The deadline for submitting written evidence is noon on Tuesday 21 December 2010.

Guidance on submitting written evidence It assists the Committee if those submitting written evidence adhere to the following guidelines:

Each submission should:

• state clearly who the submission is from, ie whether from yourself in a personal capacity (eg Submission from Miss Dee Dee Lee) or sent on behalf of an organisation (eg Submission from Insert Name Ltd)
• be 3,000 words in length;
• as far as possible comprise a single document attachment to the email;
• begin with a short summary in bullet point form;
• have numbered paragraphs; and
• be in Word format with as little use of colour or logos as possible (Reports are published in black and white).

A copy of the submission should be sent by e-mail to healthcommem@parliament.uk and have the ‘Name of the inquiry’ in the Subject line.

Please supply a postal address so a copy of the Committee’s report can be sent to you upon publication.

It would be helpful, for Data Protection purposes, if individuals submitting written evidence would send their contact details separately in a covering email in a block of text laid out vertically (not horizontally).
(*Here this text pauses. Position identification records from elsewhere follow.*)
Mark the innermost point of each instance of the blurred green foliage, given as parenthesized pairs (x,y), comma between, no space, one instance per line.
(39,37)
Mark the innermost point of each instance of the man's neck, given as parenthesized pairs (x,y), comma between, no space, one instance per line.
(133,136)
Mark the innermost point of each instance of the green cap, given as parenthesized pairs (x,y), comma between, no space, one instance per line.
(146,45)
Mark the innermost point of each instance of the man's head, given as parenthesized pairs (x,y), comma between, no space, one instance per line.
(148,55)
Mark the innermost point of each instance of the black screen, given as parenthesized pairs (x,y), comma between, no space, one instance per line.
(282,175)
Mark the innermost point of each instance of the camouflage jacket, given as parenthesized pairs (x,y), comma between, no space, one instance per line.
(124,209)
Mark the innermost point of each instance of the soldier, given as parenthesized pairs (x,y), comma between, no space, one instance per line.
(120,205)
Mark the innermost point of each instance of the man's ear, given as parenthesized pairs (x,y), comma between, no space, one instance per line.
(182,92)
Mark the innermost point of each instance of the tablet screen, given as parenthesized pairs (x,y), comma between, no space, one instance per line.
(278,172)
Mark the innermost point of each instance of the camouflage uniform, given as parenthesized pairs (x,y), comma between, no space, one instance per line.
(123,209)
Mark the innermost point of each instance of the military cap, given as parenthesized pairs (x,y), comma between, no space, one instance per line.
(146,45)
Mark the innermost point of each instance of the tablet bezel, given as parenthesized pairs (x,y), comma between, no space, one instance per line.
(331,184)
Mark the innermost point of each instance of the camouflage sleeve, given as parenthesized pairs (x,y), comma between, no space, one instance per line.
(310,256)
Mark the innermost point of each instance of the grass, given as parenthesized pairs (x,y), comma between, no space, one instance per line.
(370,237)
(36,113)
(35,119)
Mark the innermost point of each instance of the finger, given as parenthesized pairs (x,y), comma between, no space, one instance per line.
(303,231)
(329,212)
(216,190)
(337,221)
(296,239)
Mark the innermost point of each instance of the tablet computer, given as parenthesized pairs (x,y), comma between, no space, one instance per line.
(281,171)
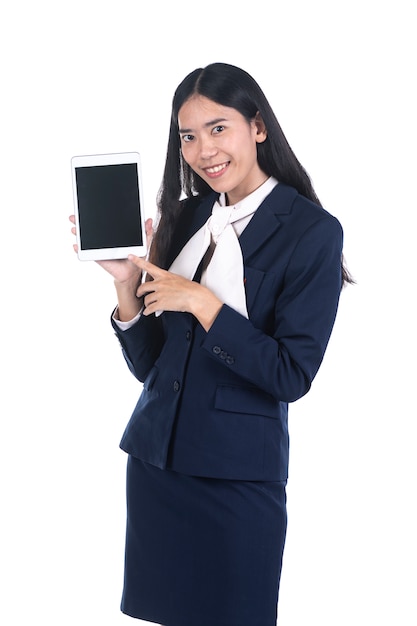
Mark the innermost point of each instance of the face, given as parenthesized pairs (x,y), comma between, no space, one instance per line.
(219,144)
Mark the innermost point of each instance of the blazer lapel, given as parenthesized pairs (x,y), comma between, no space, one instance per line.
(195,213)
(265,221)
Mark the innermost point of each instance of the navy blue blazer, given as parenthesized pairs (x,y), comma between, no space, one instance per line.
(216,403)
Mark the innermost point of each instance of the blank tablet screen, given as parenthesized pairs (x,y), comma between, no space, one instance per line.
(109,206)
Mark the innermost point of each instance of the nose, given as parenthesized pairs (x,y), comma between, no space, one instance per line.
(207,147)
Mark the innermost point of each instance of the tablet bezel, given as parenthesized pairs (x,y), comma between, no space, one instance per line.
(91,160)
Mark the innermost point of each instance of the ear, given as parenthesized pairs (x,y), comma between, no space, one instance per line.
(261,132)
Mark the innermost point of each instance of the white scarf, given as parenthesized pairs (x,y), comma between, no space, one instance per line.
(224,275)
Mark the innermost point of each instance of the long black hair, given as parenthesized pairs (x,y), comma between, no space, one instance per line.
(232,87)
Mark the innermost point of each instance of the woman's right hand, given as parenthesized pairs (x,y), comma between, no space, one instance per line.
(122,270)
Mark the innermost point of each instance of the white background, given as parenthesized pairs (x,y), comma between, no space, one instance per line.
(97,76)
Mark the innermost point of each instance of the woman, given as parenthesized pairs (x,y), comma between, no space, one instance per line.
(231,324)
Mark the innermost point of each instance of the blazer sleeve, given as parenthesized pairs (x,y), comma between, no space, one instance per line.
(284,362)
(141,344)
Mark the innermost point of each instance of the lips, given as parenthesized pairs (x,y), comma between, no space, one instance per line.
(216,170)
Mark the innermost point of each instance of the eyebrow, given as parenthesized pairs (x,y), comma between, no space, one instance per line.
(206,125)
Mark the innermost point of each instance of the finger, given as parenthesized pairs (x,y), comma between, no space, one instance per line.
(147,266)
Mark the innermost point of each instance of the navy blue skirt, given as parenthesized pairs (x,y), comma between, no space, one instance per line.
(202,551)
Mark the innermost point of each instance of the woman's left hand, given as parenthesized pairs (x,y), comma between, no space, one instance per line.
(171,292)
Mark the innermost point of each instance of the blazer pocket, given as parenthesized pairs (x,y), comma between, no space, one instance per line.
(150,379)
(246,401)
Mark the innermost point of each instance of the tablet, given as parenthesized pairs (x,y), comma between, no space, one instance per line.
(108,205)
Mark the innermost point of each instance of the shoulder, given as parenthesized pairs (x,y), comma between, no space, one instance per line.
(297,211)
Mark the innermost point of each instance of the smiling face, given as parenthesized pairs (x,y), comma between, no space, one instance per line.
(219,145)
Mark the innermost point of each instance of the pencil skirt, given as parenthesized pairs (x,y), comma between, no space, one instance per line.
(202,551)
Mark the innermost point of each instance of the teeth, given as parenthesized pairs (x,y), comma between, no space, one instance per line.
(214,170)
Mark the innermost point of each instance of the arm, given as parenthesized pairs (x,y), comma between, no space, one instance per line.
(285,361)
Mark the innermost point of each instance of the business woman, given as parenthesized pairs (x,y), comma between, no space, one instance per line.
(225,324)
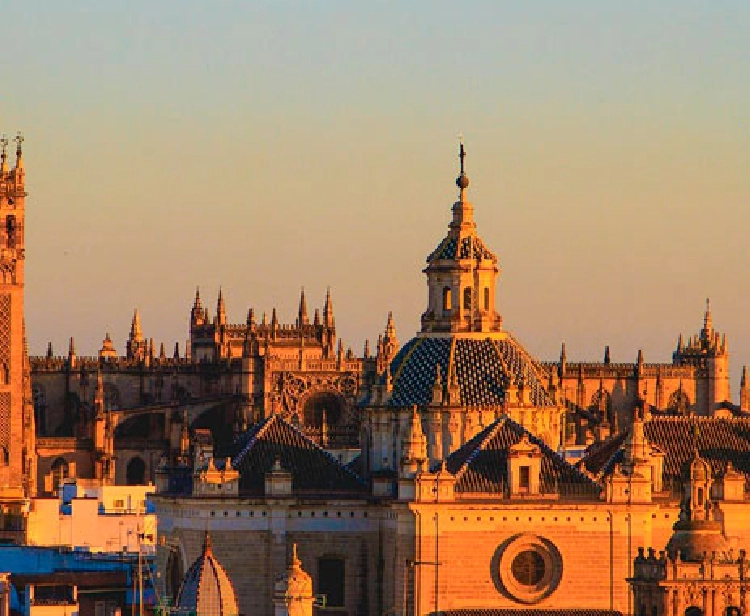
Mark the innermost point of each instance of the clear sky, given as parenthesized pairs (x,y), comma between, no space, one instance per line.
(265,146)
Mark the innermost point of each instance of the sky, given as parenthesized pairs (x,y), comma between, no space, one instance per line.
(268,146)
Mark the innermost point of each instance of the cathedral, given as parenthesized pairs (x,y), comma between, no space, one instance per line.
(455,474)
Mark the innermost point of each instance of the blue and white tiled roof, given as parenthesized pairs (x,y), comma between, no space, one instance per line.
(484,369)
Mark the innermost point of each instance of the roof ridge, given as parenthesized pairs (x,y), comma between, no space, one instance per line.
(259,428)
(405,359)
(330,456)
(492,430)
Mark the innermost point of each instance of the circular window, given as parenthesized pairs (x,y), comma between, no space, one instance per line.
(529,568)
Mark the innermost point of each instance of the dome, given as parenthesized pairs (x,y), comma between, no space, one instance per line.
(483,369)
(206,589)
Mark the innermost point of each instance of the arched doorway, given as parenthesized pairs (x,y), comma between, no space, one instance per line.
(59,473)
(135,473)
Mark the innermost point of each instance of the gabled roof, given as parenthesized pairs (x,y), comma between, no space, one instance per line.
(718,441)
(481,464)
(314,471)
(484,369)
(470,247)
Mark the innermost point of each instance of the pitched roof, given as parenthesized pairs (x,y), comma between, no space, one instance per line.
(480,466)
(484,368)
(718,440)
(314,470)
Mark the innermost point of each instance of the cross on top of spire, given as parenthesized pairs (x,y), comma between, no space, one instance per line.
(462,181)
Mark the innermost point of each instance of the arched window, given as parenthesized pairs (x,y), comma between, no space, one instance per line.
(135,474)
(59,472)
(10,230)
(447,304)
(331,581)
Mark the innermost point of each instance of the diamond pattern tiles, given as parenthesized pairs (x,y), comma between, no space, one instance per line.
(481,465)
(718,441)
(484,370)
(314,471)
(471,247)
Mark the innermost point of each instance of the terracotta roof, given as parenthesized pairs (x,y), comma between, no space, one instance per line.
(718,441)
(483,368)
(314,471)
(531,612)
(480,466)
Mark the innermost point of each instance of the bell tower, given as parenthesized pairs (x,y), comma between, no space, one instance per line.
(16,428)
(461,275)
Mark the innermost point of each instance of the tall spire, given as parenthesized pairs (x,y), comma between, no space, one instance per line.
(221,311)
(302,316)
(3,155)
(463,210)
(328,319)
(19,150)
(708,327)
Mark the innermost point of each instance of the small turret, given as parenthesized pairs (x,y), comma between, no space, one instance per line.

See example below: eg:

Miss Dee Dee Lee
Westminster House
7 Millbank
London
SW00 0XX
Tel: 0000 000 0000 / Mob: 00000 000000
deedeelee1005@xxxxxxx.uk

You should also be aware that there may be circumstances in which the House of Commons will be required to communicate information to third parties on request, in order to comply with its obligations under the Freedom of Information Act 2000.
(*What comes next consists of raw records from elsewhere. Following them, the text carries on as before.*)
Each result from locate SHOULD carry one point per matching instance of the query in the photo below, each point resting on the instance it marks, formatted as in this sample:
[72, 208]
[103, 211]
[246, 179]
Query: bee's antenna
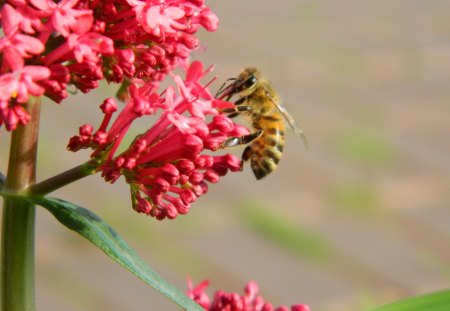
[223, 88]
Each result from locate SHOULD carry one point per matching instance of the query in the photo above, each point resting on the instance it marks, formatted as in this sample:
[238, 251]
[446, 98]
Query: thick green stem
[17, 260]
[65, 178]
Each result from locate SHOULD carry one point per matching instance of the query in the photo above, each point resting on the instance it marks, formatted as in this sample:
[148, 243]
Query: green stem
[17, 260]
[65, 178]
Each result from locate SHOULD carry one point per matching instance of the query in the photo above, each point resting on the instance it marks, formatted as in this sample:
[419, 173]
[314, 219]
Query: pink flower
[19, 84]
[223, 301]
[63, 18]
[15, 88]
[18, 47]
[165, 166]
[83, 42]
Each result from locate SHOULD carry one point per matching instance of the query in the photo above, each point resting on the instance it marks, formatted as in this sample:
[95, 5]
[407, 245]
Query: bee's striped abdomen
[266, 151]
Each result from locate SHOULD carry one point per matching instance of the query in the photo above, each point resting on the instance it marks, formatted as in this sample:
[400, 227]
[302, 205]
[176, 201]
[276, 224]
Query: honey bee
[261, 104]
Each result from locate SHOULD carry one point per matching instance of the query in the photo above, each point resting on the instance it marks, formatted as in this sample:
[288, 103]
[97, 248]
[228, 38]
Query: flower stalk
[17, 261]
[58, 181]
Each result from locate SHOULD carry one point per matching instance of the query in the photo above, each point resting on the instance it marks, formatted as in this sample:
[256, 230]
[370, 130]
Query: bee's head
[244, 85]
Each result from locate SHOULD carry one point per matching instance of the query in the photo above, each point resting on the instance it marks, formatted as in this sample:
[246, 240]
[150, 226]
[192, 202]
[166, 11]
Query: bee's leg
[246, 156]
[235, 111]
[242, 140]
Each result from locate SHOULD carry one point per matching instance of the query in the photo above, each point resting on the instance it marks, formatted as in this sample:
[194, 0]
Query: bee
[259, 102]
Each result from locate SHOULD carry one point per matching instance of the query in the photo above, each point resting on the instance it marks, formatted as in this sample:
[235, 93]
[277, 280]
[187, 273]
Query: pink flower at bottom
[222, 301]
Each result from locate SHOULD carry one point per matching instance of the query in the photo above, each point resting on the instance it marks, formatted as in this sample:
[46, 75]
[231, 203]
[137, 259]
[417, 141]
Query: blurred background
[359, 219]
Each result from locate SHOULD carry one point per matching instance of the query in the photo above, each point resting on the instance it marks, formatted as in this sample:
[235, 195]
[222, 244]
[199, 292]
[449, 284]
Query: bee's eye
[251, 81]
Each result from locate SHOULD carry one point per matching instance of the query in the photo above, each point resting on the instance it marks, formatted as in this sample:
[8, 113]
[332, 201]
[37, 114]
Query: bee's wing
[290, 120]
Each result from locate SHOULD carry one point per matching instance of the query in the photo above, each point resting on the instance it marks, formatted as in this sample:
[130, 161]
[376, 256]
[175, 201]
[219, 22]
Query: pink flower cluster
[48, 45]
[223, 301]
[166, 167]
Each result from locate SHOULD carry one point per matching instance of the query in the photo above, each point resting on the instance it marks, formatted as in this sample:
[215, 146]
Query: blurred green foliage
[358, 198]
[271, 224]
[364, 146]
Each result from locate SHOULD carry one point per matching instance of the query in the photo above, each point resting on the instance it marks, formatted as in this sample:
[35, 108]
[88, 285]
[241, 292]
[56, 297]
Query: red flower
[223, 301]
[82, 42]
[165, 166]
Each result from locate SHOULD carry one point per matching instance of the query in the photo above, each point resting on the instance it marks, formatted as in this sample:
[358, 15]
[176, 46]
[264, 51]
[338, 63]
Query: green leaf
[93, 228]
[438, 301]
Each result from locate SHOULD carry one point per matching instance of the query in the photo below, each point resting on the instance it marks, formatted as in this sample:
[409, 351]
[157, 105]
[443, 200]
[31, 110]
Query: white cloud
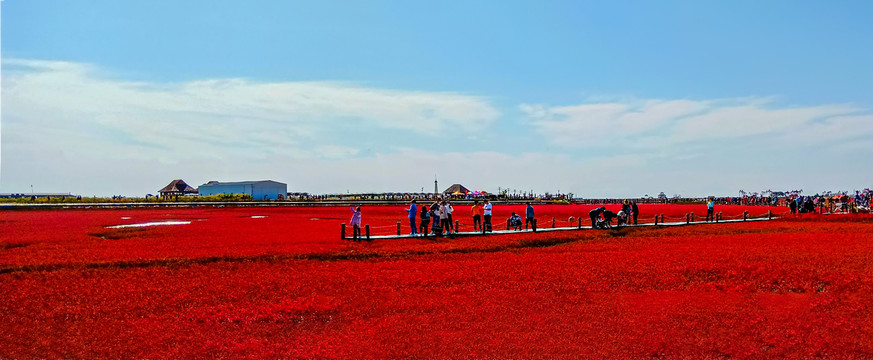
[652, 124]
[93, 113]
[72, 127]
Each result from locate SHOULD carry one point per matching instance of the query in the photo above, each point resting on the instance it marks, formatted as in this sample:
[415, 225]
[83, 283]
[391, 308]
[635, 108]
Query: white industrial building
[259, 190]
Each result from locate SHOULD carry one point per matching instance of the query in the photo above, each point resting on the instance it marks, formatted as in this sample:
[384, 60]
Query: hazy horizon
[602, 100]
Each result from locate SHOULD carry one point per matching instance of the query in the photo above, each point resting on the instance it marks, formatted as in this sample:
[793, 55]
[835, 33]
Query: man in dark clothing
[607, 218]
[594, 214]
[529, 215]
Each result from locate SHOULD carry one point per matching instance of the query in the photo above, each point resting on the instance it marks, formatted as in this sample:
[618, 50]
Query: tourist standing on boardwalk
[477, 215]
[356, 222]
[444, 217]
[514, 221]
[412, 211]
[595, 214]
[437, 223]
[486, 211]
[449, 210]
[710, 208]
[425, 220]
[528, 215]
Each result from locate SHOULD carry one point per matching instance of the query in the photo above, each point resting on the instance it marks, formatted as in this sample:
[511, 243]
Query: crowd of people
[829, 204]
[436, 219]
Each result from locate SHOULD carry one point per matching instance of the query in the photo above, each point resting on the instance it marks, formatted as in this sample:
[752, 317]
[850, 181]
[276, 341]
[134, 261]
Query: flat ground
[284, 285]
Though there is a strong preference for emailed submissions, those without access to a computer should send a hard copy to:

Committee Assistant
Health Committee
Committee Office
House of Commons
7 Millbank
London SW1P 3JA

• A guide for written submissions to Select Committees may be found on the parliamentary website at: Commons: Guide for Witnesses

Please also note that:

• Committees make public much of the evidence they receive during inquiries. If you do not wish your submission to be published, you must clearly say so. If you wish to include private or confidential information in your submission to the Committee, please contact the Clerk of the Committee to discuss this.

• Material already published elsewhere should not form the basis of a submission, but may be referred to within a proposed submission, in which case a hard copy of the published work should be included.

• Evidence submitted must be kept confidential until published by the Committee, unless publication by the person or organisation submitting it is specifically authorised.

• Once submitted, evidence is the property of the Committee. The Committee normally, though not always, chooses to make public the written evidence it receives, by publishing it on the internet (where it will be searchable), by printing it or by making it available through the Parliamentary Archives. If there is any information you believe to be sensitive you should highlight it and explain what harm you believe would result from its disclosure. The Committee will take this into account in deciding whether to publish or further disclose the evidence.

• Select Committees are unable to investigate individual cases.